The Heartwarming Reason My Grandma Ironed My Grandpa’s Work Clothes Every Day—Even Though He Was a Farmer
The author’s grandmother wanted the world
to see her husband not as an aging farmer with false teeth but exactly as she did.
Even though my grandfather, whom I called Papaw, was a farmer, my mamaw would iron his work clothes every day. Mamaw mixed up her own starch in a glass Coke bottle topped with a metal cap that had a multitude of holes in it, like a saltshaker. She would sprinkle Papaw’s pants with the starch, hang them over a chair for a few minutes so they could dry a bit, and then apply the heat of the iron to them. (Here’s how to de-wrinkle clothes without an iron, if you don’t have one!)
Because I watched her do this through my childhood, I figured every old woman in the world did it. But as the years passed, I began to question this practice. Why in the world did Papaw need his work clothes ironed? Most days, he never saw anyone but me and maybe a few other crusty farmers.
Mamaw never ironed my clothes, and I sure didn’t see any use in doing it for myself. Heck, my clothes were usually so dirty by 9 a.m. that any sign of ironing would be long gone.

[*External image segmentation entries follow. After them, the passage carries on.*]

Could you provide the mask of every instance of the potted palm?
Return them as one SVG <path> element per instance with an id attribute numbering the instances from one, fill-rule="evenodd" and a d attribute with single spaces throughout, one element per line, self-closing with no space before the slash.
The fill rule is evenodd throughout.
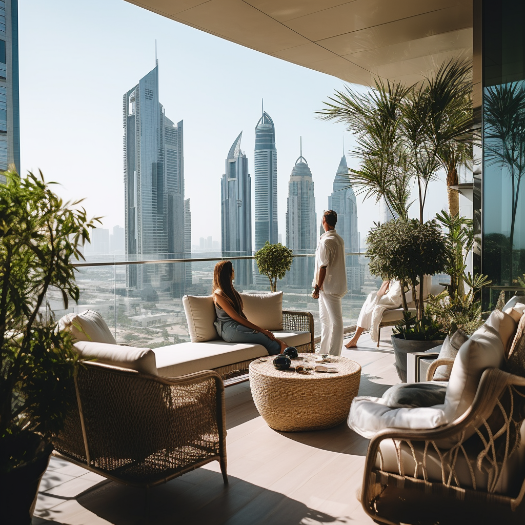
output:
<path id="1" fill-rule="evenodd" d="M 40 479 L 68 408 L 78 358 L 46 308 L 50 287 L 78 300 L 74 260 L 89 240 L 78 202 L 42 176 L 5 174 L 0 184 L 0 481 L 6 523 L 29 523 Z"/>
<path id="2" fill-rule="evenodd" d="M 277 279 L 282 279 L 292 266 L 292 250 L 280 243 L 265 245 L 255 252 L 255 261 L 259 274 L 263 274 L 270 281 L 270 289 L 277 291 Z"/>
<path id="3" fill-rule="evenodd" d="M 426 312 L 423 302 L 425 275 L 445 270 L 446 246 L 441 228 L 435 220 L 422 224 L 416 219 L 398 219 L 372 228 L 367 239 L 366 255 L 373 275 L 402 284 L 404 321 L 396 327 L 392 346 L 400 379 L 406 380 L 406 354 L 421 352 L 443 342 L 446 335 L 436 318 Z M 407 308 L 405 285 L 412 288 L 416 314 Z M 419 285 L 419 286 L 418 286 Z"/>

One day when I was about 13, I asked Mamaw about it.
I wanted to know why she thought it necessary to invest time and effort to press clothes that were rarely seen and would
be filthy in just a short time.
Her reply was as sweet a sentiment as I have ever heard.
She told me that Papaw was the most handsome man in
the world. She said he was her best friend and the love of
her life. She loved every chance she got to show him off and make the rest of the world jealous that he was hers. (You have to read more advice on love and marriage from these couples married over 50 years.)

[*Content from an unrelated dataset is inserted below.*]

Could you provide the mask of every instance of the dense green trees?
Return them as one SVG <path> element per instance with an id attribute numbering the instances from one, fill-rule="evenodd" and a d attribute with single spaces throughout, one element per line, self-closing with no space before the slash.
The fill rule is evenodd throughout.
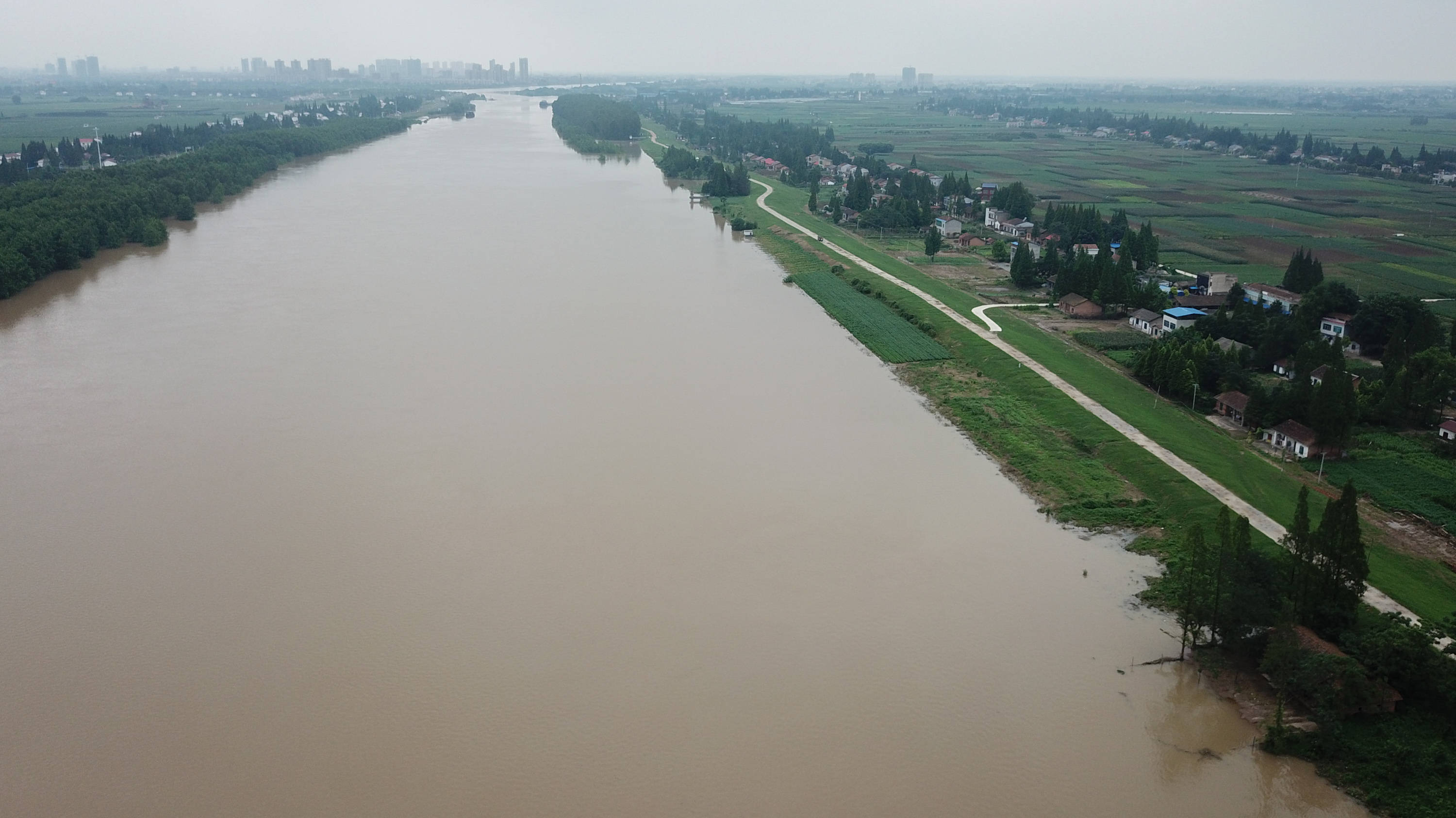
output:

She went on to say, “You just
never know when Papaw might run into someone, and I want him to look the part of the most handsome man God ever made.”
Later that day, I looked closely
at Papaw. He sure didn’t look all that handsome to me. He was a short, skinny man with a relatively big fanny compared with his shoulders. His hair was thin on top, and
his false teeth didn’t line up too good when he smiled. He wore horn-rimmed glasses that were much too big for his face because
all he cared about was being able
to see. I really didn’t see how
anyone could consider this man
the most handsome one God ever made.
So I asked Mamaw about it again a few days later. I informed her that I had closely observed ol’ Elmo Brown and most certainly didn’t see him as the most handsome man on earth.
She giggled and gave me a girlish smile, the kind you don’t expect grandmothers to be able to express at their age.
“You just aren’t looking in the right light, Turdhead [my grandparents’ fond nickname for me]. He is the most beautiful man God
ever made. Those eye wrinkles haven’t always been there. I remember when he had real teeth. He has the most beautiful blue eyes I have ever seen. They are exactly the same color as the sky just before the sun goes down. His entire face lights up when he smiles, and his voice is so calming and full that everyone in nine counties wants to hear him talk.”
Say what? My papaw had always been an old man as far as I was concerned. Was Mamaw actually wanting me to consider that Papaw used to
be young? Ha ha ha, no way!
She continued, “I want him to
feel beautiful. I iron his clothes every day because for all these years, he
has made me feel beautiful. He is a man worthy of respect.
I want him to look the part every day. I wouldn’t have it any other way.”
I heard what she said and was kinda grossed out. I decided to forget
I had ever asked. How could this old woman think that an old man with false teeth was beautiful? Sheesh, I thought. Old people.
The years went on, and I watched Mamaw and Papaw grow old together. I was probably 30 when it dawned on me what beauty really was—it was Mamaw ironing Papaw’s pants with starch from a Coke bottle.